On the whole, the expected return (the value of each potential payout multiplied by the odds of actually getting it) is higher for option B, but it's also riskier, because the participant might get nothing. Other experiments have established that most people will choose option A, unless the expected return of option B gets so high that it becomes irresistible. If option B included a payout of a million pounds, for instance, it's easy to imagine that you might pick it despite the risk—but as long as the payouts are relatively similar, people like to choose the risk-free option. The point at which you'd switch from option A to option B indicates how risk-averse you are.
The researchers found that after people were dosed with cortisol for one day, they were slightly more risk-averse than the control group, requiring mildly higher disparities in expected return to push them over to the risky option. But they became dramatically more risk-averse over time: After eight days of taking the hydrocortisone, they chose risk-free lotteries nearly 80 percent of the time (as compared to 50 percent for the control group). On the whole, their risk premium (the amount of risk they were willing to put up with in exchange for the chance of a higher payout) fell by 44 percent.
Additionally, within the experimental group, increases in blood cortisol levels (as measured by blood and saliva tests) varied slightly—the researchers sought to cause everyone's levels to increase by 69 percent (the same as the real-life traders'), but there was some variation. Tellingly, those that had levels of the stress hormone increase the most grew most risk-averse.

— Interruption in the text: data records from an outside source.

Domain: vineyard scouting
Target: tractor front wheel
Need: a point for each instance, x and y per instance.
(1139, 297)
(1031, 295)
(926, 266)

The most interesting aspect of all this is that the researchers sought to replicate the blood cortisol trends they observed in real London stock traders, stressed by a volatile market: chronically rising over the course of a week or so, rather than spiking for a day and settling back down. The participants' risk-averse behaviors didn't show up until cortisol levels had similarly grown over time.

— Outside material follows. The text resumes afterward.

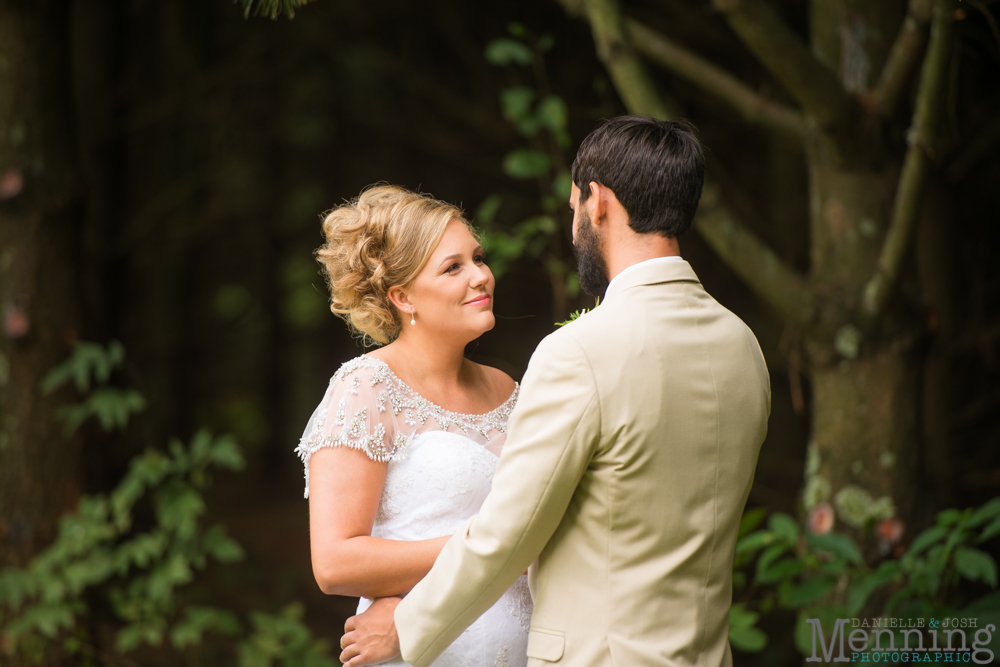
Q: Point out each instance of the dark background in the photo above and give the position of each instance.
(209, 145)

Admittedly, it's a small sample size, but if real-world traders behave anything like the study participants, the researchers argue, then cortisol could be acting as substantial (and underappreciated) factor in the behavior of traders, making them especially risk-averse when volatile, stressful markets persist for a week-long duration. During especially long-term periods of volatility—Coates points to the 2007-2009 financial crisis, when volatility in U.S. assets went from 12 percent to over 70 percent—cortisol levels and risk-averse behavior might rise even more than demonstrated in the study. He claims that one of the factors that exacerbated the crisis was the fact that so many investors were unwilling to take on risk and buy distressed assets—a behavior that perhaps could be traced, in part, to cortisol.
This sort of biological analysis of market behavior, Coates says, is much needed—part of the reason he switched from trading derivatives to investigating the body chemistry behind investment decisions. "Traders, risk managers and central banks cannot hope to manage risk if they do not understand that the drivers of risk taking lurk deep in our bodies," he said.